1969年に回転成形を開始して以来、射出成形・DCP-RIM・ブロー成形等を組み合わせた多様な成形技術を保有。2025年度よりNEDO助成事業「高水素バリア性樹脂材料と回転成形法による大型・薄肉高圧水素貯蔵タンクライナーの研究開発」に採択され、コア技術の次世代応用を推進。

航空機用CFRTP成形・加工技術も確立し、実用化・事業化における優位性を獲得している。

日本・中国・東南アジア(インドネシア・タイ)の3極で生産拠点を運営し、インド・ベトナム・フィリピン・米国等6件の技術支援・業務提携契約を締結。特に東南アジアセグメントは2026年3月期営業利益率11.9%を達成しており、グループ最大の収益源として機能している。

2025年5月に中国の不採算子会社2社(高木汽車部件(佛山)有限公司・武漢高木汽車部件有限公司)の全出資持分を譲渡し連結除外。これにより中国セグメントの営業損失は前期693百万円から154百万円へ縮小。グループ全体の売上総利益は前期比442百万円増の7,170百万円となり、収益構造が改善した。

エンヴァリスの着眼点

2026年3月期の営業利益は2,146百万円(前期比84.4%増)と大幅回復したが、売上高は41,477百万円(前期比6.4%減)と減収が続く。中国子会社の連結除外による損失消滅効果と、国内・東南アジアの増益が主因であり、売上規模の縮小を伴う収益改善である点に留意が必要。

2027年3月期予想では営業利益1,630百万円(前期比24.1%減)と再び減益見通しであり、持続的な収益力の評価には慎重な見方が求められる。

2027年3月期の連結業績予想は売上高40,260百万円(2.9%減)、営業利益1,630百万円(24.1%減)、当期純利益620百万円(61.6%減)と大幅な減益を見込む。外部要因として米国の関税政策の影響や急激な為替変動が業績の下振れリスクとして明示されており、車両分野を主力とする同社への影響度の見極めが重要。

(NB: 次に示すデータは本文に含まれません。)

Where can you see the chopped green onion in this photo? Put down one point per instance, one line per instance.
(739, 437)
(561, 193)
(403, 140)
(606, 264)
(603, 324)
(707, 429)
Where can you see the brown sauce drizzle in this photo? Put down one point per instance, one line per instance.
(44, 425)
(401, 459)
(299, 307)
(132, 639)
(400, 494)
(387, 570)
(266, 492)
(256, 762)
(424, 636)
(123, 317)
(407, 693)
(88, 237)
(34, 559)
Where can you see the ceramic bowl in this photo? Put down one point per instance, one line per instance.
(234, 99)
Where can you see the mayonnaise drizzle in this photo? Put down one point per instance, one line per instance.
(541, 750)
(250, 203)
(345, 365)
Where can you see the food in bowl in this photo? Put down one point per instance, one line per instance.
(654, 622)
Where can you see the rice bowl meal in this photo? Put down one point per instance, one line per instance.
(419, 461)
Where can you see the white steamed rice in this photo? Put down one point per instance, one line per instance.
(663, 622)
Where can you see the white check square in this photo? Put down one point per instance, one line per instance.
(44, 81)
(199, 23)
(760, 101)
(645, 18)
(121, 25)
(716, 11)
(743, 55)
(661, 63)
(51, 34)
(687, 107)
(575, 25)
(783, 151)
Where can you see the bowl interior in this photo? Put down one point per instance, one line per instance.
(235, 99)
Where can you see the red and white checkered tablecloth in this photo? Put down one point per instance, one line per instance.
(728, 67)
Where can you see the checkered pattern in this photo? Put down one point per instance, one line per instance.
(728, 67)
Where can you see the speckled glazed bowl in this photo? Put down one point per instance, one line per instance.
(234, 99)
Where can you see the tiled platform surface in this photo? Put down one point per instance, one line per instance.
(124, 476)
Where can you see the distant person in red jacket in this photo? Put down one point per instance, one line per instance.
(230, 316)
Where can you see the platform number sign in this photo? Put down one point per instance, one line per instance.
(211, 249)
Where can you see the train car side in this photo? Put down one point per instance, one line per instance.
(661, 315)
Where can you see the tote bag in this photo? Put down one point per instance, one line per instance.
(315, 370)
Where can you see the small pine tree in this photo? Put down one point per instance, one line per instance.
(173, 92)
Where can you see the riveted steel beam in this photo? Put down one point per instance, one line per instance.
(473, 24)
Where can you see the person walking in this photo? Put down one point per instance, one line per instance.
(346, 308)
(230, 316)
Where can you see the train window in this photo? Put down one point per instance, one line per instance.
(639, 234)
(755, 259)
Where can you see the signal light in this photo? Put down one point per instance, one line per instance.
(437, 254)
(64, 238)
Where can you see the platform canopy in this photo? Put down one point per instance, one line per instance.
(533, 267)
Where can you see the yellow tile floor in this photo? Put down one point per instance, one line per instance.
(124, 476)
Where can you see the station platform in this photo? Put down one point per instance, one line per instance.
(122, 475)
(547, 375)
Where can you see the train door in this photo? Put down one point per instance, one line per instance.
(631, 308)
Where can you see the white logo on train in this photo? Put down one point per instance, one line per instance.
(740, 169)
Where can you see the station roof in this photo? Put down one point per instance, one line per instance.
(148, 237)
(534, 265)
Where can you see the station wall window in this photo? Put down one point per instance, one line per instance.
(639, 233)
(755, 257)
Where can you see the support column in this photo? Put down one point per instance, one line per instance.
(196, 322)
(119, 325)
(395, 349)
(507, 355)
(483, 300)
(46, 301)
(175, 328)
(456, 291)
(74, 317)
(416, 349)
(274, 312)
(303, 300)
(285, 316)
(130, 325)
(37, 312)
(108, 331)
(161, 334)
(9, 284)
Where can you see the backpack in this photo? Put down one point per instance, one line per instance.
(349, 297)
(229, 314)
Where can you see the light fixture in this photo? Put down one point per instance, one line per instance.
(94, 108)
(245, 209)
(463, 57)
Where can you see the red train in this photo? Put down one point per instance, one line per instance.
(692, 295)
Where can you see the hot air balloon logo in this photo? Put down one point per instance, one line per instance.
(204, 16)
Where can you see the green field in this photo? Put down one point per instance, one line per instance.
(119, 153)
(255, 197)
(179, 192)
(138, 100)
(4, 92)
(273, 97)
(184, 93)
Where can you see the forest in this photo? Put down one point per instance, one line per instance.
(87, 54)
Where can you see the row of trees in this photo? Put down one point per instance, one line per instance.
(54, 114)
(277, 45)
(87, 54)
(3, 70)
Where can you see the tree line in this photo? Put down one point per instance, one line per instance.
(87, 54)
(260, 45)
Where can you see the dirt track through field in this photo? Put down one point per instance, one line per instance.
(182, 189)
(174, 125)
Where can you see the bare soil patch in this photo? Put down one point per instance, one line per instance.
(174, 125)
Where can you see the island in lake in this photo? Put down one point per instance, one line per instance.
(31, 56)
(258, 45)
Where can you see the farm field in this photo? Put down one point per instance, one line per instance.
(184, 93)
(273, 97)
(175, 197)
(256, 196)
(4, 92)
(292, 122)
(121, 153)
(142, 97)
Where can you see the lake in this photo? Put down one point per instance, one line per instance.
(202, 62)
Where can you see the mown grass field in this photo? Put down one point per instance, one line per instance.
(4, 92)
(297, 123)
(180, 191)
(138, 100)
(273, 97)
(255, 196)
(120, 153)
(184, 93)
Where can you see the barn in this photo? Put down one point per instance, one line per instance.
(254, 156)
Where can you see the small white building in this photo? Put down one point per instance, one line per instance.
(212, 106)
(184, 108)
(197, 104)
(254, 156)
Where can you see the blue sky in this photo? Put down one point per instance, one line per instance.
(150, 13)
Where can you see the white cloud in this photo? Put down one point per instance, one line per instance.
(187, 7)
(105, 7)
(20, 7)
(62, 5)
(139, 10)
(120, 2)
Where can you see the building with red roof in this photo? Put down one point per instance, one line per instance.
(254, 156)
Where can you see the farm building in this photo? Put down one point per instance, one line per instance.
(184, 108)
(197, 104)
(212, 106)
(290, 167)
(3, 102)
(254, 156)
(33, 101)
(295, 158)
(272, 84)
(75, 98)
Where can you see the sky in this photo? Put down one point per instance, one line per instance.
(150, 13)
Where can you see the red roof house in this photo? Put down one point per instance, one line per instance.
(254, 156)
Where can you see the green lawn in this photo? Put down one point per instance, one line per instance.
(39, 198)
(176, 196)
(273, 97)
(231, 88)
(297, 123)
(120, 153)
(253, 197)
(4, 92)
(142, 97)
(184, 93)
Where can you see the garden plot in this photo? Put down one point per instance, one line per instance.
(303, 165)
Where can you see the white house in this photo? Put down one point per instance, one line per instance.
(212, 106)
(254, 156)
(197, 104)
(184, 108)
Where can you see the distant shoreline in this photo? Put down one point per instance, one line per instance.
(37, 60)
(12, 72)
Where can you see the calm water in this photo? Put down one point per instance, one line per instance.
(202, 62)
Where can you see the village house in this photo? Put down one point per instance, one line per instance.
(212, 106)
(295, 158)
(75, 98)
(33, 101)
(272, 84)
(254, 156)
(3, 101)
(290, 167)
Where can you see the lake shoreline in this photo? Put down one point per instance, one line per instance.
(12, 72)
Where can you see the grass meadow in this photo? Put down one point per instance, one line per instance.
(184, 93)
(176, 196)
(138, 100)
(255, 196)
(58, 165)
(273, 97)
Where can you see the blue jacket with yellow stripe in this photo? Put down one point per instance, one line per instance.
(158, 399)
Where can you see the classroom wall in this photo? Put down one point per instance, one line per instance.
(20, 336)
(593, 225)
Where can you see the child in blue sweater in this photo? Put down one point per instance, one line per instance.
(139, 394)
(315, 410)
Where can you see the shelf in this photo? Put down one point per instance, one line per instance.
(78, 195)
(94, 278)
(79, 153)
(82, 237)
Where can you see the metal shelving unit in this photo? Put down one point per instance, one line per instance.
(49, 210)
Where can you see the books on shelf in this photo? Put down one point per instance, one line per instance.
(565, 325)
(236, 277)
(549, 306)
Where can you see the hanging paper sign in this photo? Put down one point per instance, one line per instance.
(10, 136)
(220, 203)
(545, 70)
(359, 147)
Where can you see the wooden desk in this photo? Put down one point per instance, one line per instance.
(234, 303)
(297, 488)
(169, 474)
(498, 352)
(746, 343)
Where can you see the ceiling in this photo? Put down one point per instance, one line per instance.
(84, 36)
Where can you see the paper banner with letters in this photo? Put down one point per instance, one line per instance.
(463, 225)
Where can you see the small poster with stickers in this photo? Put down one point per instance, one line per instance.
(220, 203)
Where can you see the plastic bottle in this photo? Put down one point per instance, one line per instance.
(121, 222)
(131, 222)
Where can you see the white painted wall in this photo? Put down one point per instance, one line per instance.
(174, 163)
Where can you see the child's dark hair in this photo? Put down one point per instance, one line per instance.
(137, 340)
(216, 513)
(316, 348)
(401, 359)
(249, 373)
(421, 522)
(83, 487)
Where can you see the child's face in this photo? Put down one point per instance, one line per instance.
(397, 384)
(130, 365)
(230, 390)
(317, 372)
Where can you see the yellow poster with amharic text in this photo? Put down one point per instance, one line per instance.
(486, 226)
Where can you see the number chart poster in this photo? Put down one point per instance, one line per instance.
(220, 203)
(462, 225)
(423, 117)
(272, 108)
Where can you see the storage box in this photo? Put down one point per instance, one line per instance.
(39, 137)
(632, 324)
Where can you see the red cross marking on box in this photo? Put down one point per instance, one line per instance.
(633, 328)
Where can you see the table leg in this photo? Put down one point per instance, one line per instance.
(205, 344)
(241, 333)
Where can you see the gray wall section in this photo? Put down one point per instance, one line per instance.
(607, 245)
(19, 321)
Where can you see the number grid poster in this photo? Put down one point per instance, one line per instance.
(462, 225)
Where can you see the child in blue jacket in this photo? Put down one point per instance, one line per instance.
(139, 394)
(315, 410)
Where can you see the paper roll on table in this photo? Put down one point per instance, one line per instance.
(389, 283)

想定為替レート(人民元22.11円、タイバーツ4.90円等)の変動も収益に直結する。

中国セグメントは連結除外後も営業損失154百万円が残存しており、OA分野(炭素繊維複合材パソコン筐体部品)の売上拡大(4,297百万円)を軸とした黒字転換の時期が注目点。一方、国内では回転成形技術を活用した水素タンクライナーの開発や回転成形・DCP-RIMの生産能力増強に着手しており、これらの事業化・受注獲得が中長期の成長シナリオを左右する。

累進配当方針(2027年3月期60円予定)の持続可能性も確認が必要。

成長戦略

国内差別化技術の深化・海外収益基盤の強化・事業運営基盤強化の3本柱で持続的成長を目指す

既存事業ポートフォリオを見直し、回転成形・DCP-RIMの生産能力増強に着手。回転成形技術の高度化として水素タンクライナーの開発を推進し、次世代エネルギー分野への展開を目指す。NEDO事業でのスーパーエンジニアリングプラスチック複合材量産化技術の開発も並行して進める。

不採算車両部品子会社2社の連結除外により損失を大幅縮小(営業損失693百万円→154百万円)。残存する中国事業ではOA分野(炭素繊維複合材パソコン筐体部品)の売上拡大(4,297百万円)を軸に黒字化を目指す。グローバル顧客との関係強化に向けた積極的な営業活動を推進。

インドネシア・タイにおける原価低減活動・製品構成最適化・省人化ロボット導入により高収益性(営業利益率11.9%)を維持。インドネシアでの金型生産会社・スマートホーム製品生産会社への出資による事業基盤拡充を継続し、車両分野の受注回復を図る。

階層別研修・職種別専門研修の充実により社員の成長機会を創出。持続可能な事業運営の強化に向け、国際的な評価プラットフォームの取り組みに着手。累進配当の継続を基本方針とし、2027年3月期は年間60円の配当を予定。